The government said the launch of an irrigation program for the second rice crop in the south this year will be postponed until June 21 as a drought in southern counties is likely to persist through this month.
Speaking at a meeting presided over by Deputy Minister of Economic Affairs Hwang Jung-chiou (黃重球) on Thursday reviewing the nation’s water supplies and outlining strategies for dealing with the drought, a Water Resources Agency (WRA) official said that “we do not exclude letting the rice paddies lie fallow if rainfall remains insignificant in southern Taiwan until the middle of June.”
If the policy is implemented, it will be the first time in 30 years that paddies for the second crop in southern Taiwan were left fallow, WRA officials said.
Even though this year’s plum rain season began early this month, rainfall in the south, particularly in upstream catchment areas of the region’s major reservoirs, has not been significant.
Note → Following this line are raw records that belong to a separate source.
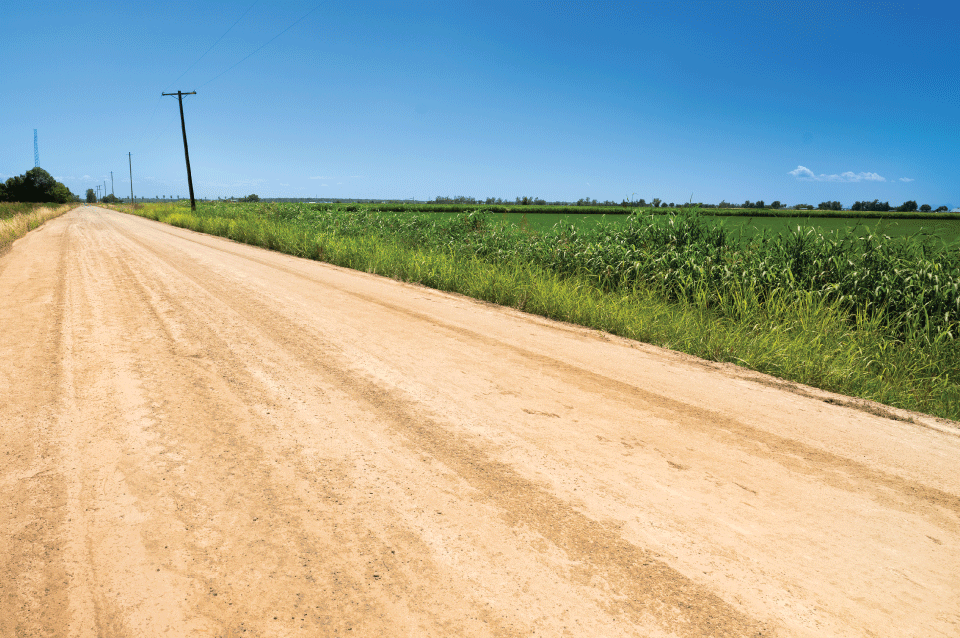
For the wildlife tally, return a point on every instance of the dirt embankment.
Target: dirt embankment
(204, 438)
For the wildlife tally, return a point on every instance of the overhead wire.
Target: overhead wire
(214, 44)
(155, 106)
(263, 45)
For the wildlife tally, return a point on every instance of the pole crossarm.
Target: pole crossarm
(186, 152)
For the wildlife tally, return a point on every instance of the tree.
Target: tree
(907, 207)
(37, 185)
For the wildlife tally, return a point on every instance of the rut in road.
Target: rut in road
(210, 439)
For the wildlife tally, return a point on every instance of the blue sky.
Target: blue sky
(797, 102)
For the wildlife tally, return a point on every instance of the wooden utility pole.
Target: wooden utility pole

Rainfall in Tainan and Kaohsiung counties totaled about 25 percent of the accumulations recorded in previous years, officials said.
The southern paddies were left fallow late last year for the first crop of the season because of the drought.
Water restrictions could be imposed on big water users — factories, swimming pools or other heavy water-consuming businesses that consume more than 1,000 water units per month — by the middle of next month at the earliest if drought conditions continue.
Hwang told the WRA and Taiwan Water Corp, the nation’s only running water supplier, to consider putting contingency measures in place if the drought continues.